O Presidente da República da Guiné, Mamady Doumbouya, anunciou o cancelamento de 51 licenças de exploração mineira que abrangem Ouro, Bauxite, Diamantes, Grafite e Minério de ferro.
A medida, segundo as autoridades, não representa uma expulsão de empresas estrangeiras, mas sim uma exigência clara de cumprimento das obrigações contratuais e de desenvolvimento efetivo dos projetos.
O Chefe de Estado defende que as empresas devem desenvolver os recursos no território nacional, construindo refinarias e unidades de transformação local, em vez de apenas manter licenças inativas ou exportar matérias-primas sem processamento.
A mensagem do Executivo é direta: investir, transformar e criar empregos na Guiné ou perder a concessão.
As empresas têm até o mês de maio para apresentar propostas concretas de instalação de refinarias de alumina e outras infra-estruturas de processamento no país.
De acordo com informações oficiais, a maioria das 51 licenças canceladas estava associada a projetos considerados inativos ou sem avanços significativos.

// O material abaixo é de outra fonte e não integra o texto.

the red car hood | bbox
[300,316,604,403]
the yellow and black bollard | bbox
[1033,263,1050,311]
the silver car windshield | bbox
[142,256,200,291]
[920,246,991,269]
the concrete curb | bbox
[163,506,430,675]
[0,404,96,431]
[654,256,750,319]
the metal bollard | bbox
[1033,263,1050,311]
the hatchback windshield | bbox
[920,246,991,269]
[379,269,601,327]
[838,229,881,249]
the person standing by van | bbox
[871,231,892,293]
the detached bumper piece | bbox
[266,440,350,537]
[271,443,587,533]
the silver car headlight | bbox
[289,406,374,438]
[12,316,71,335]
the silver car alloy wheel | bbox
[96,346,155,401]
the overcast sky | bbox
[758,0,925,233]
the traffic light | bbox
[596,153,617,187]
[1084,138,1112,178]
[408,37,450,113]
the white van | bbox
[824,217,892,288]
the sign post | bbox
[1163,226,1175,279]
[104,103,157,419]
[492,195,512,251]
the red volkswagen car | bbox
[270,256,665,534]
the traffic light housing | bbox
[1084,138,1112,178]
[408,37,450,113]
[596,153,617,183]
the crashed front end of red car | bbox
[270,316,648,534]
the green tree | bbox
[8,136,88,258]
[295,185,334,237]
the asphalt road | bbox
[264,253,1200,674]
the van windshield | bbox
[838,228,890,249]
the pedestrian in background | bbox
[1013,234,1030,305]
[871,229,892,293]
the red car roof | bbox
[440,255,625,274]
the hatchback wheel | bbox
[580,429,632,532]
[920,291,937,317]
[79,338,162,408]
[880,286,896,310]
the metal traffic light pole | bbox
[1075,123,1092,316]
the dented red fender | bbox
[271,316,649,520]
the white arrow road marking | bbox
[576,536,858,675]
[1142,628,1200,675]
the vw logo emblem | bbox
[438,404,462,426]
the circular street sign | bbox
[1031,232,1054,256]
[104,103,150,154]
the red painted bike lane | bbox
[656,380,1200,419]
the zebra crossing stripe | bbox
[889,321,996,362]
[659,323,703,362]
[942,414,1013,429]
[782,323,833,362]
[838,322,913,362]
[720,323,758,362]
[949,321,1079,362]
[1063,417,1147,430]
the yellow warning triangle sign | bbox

Empresas que já estejam em fase de implementação industrial e cumpram as exigências legais poderão continuar a operar.
Início da exploração no prazo máximo de seis meses, sob pena de multas;
Arranque do desenvolvimento industrial em até 12 meses, sob risco de perda definitiva da licença.
A Guiné detém uma das maiores reservas mundiais de bauxite e importantes jazidas de outros minerais estratégicos. A nova política visa reforçar a soberania econômica e garantir maior valor acrescentado interno, reduzindo a dependência da exportação de matérias-primas em estado bruto.
A decisão é apresentada como parte de uma estratégia para promover industrialização, geração de emprego e maior justiça econômica na gestão dos recursos naturais do país.